Medical Campus

The Washington University Medical Campus is located along the eastern edge of Forest Park in St. Louis’s Central West End neighborhood.

Washington University Medical Campus

The Medical Campus includes Barnes-Jewish HospitalSt. Louis Children’s Hospital and the Alvin J. Siteman Cancer Center at Barnes-Jewish Hospital as well as Washington University School of Medicine in St. Louis.

The 10-year Campus Renewal Project currently underway at Washington University Medical Campus will transform the campus experience.

MEDICAL CAMPUS


Explore locations on the Medical Campus.
Get parking and transportation information for the Medical Campus.
See information for Medical Campus patients.


History of the School of Medicine

The education of physicians at Washington University in St. Louis began in 1891.

Under an ordinance enacted April 14, 1891, establishing a Medical Department of Washington University, the St. Louis Medical College (an independent medical college in St.
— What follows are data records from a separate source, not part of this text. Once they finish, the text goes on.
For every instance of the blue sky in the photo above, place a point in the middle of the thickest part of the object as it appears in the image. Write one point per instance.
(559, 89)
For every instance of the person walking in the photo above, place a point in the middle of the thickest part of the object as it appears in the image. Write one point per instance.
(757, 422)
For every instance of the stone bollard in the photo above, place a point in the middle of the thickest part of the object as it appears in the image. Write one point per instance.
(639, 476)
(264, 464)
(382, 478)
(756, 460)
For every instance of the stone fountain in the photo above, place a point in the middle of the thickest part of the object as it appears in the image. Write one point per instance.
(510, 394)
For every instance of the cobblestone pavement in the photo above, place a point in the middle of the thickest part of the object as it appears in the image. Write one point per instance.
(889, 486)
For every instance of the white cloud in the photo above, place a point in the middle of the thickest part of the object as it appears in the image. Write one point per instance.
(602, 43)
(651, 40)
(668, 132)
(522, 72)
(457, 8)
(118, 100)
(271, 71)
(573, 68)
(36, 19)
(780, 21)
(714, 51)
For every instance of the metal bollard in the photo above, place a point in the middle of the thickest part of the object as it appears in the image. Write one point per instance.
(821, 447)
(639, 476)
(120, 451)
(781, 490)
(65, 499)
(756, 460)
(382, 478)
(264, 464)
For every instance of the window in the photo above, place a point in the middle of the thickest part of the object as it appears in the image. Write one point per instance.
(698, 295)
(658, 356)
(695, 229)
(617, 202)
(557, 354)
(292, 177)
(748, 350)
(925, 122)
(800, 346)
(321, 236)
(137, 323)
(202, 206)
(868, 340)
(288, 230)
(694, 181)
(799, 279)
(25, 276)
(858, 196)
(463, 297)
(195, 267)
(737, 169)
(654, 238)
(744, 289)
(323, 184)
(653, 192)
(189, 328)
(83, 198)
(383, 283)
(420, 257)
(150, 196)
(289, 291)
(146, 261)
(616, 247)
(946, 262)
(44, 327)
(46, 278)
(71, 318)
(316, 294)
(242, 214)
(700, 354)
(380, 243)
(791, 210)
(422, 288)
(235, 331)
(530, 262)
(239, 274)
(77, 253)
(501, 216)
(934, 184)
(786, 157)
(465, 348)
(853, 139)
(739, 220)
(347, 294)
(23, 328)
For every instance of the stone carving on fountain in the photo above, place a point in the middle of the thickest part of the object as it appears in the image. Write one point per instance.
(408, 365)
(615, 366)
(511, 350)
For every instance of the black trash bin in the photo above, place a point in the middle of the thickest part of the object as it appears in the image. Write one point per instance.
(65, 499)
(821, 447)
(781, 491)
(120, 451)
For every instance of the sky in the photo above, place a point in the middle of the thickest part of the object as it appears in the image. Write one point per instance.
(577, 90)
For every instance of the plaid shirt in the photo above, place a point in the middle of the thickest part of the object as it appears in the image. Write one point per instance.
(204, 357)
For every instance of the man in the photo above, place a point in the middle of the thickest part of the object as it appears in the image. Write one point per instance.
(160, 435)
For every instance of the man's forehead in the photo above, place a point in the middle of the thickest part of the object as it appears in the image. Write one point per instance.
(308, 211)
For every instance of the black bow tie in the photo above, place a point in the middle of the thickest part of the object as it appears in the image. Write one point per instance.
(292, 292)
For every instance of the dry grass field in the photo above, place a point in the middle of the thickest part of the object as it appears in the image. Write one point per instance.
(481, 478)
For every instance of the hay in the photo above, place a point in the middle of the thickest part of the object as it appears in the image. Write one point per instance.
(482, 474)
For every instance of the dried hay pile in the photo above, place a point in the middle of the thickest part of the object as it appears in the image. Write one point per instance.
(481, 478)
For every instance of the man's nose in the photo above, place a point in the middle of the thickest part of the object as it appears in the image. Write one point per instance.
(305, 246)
Louis) was brought under the wing of the well-established university.

The faculty of the college eagerly agreed to the union, stating “Most of the great medical schools of the world have always been integrant departments of universities, and the examples which America furnishes give added testimony to the fructifying influence of the contact of students and teachers of professional schools with the workers in universities.” Eight years later, the Missouri Medical College (another independent college in the city) also joined Washington University, and thus the two most famous medical colleges in the city were merged with the university.

In 1909, Abraham Flexner began a survey of 155 medical schools in the United States and Canada for the Carnegie Foundation for the Advancement of Teaching. The survey created a national sensation. Some schools collapsed, others pooled their resources, while still others reorganized. The Medical School of Washington University did not escape criticism. In the report Flexner made to Dr. Pritchett, president of the Carnegie Foundation for the Advancement of Teaching and former professor of astronomy at Washington University, he said that one of two courses must be adopted: “The department must be either abolished or reorganized.”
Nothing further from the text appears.